2023年7月18日(火)

▼「通告時点の判断として間違っていなかった」と、県児童相談センターの中澤和哉所長は言ったという。ただやるべきことをやらなかった。AI(人工知能)と違って心のある人間の気持ちは変化し、うそもつく。「通園が途絶えた時点で津市と方針を共有し、リスクに応じて対応を変える必要があった。認識が甘かった」。変わるはずがないと思ったということでもあろう。人間に心があることを忘れていたに違いない

▼津の4歳女児暴行死事件についてである。桑名市の母親によるパチンコ店駐車場放置死事件、四日市市の母親による虐待死事件、鈴鹿市の母親の内縁の夫による重篤虐待事件など、11年前に立て続けに起きた児童虐待事件を受けて県児童相談センターは設立された。
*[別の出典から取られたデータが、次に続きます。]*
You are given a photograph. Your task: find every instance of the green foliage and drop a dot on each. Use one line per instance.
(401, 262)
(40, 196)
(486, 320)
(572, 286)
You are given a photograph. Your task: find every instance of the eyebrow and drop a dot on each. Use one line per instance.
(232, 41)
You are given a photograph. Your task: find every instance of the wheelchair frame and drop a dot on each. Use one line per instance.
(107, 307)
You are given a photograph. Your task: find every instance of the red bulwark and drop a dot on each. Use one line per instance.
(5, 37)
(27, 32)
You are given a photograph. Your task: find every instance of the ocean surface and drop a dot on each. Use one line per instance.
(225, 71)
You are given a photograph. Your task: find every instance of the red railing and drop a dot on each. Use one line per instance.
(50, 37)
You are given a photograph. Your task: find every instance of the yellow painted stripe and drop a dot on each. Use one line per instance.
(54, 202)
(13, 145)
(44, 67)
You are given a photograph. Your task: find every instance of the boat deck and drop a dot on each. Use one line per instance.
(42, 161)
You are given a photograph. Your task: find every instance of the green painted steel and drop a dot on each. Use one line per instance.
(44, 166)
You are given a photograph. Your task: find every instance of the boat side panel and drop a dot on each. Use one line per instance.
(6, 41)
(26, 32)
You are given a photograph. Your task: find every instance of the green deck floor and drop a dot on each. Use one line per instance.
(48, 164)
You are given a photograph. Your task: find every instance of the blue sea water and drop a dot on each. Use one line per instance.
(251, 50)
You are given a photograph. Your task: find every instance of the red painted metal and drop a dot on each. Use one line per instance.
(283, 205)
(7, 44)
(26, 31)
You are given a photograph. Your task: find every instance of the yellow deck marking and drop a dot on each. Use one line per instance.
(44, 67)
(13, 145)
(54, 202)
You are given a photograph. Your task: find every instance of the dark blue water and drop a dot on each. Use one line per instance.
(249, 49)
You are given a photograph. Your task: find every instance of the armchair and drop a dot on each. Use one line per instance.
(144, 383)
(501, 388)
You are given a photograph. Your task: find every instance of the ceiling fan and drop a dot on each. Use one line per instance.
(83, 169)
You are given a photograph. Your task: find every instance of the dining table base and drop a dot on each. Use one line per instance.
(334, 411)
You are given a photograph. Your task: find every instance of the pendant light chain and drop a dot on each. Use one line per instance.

2度と虐待事件を起こさないための最後の砦として、各児童相談所の上位に位置づけ、センター長は部長級を宛てた

▼桑名市の放置死事件は父親が責任を持つという要望で乳児院からの一時外出を許可した間の悲劇だった。鈴鹿市の重篤虐待事件は通園が途絶え、小学校へ通う姉兄の訴えを放置した中での出来事。外国人児童の場合など、通園が途絶えるとともに退園措置が執られた

▼そのころの児相の方針は児童をいかに家庭に戻すかだった。そのため親との信頼関係に力が注がれたが、県児相センターの初代所長は親と引き離すことを強調した。県検証委員会の佐々木光明委員長が「子どもの視点に立って事実を確認し」というのも子どもの命の視点が第一ということだろう

▼11年前のスタート台に関係者が再び立つことになった。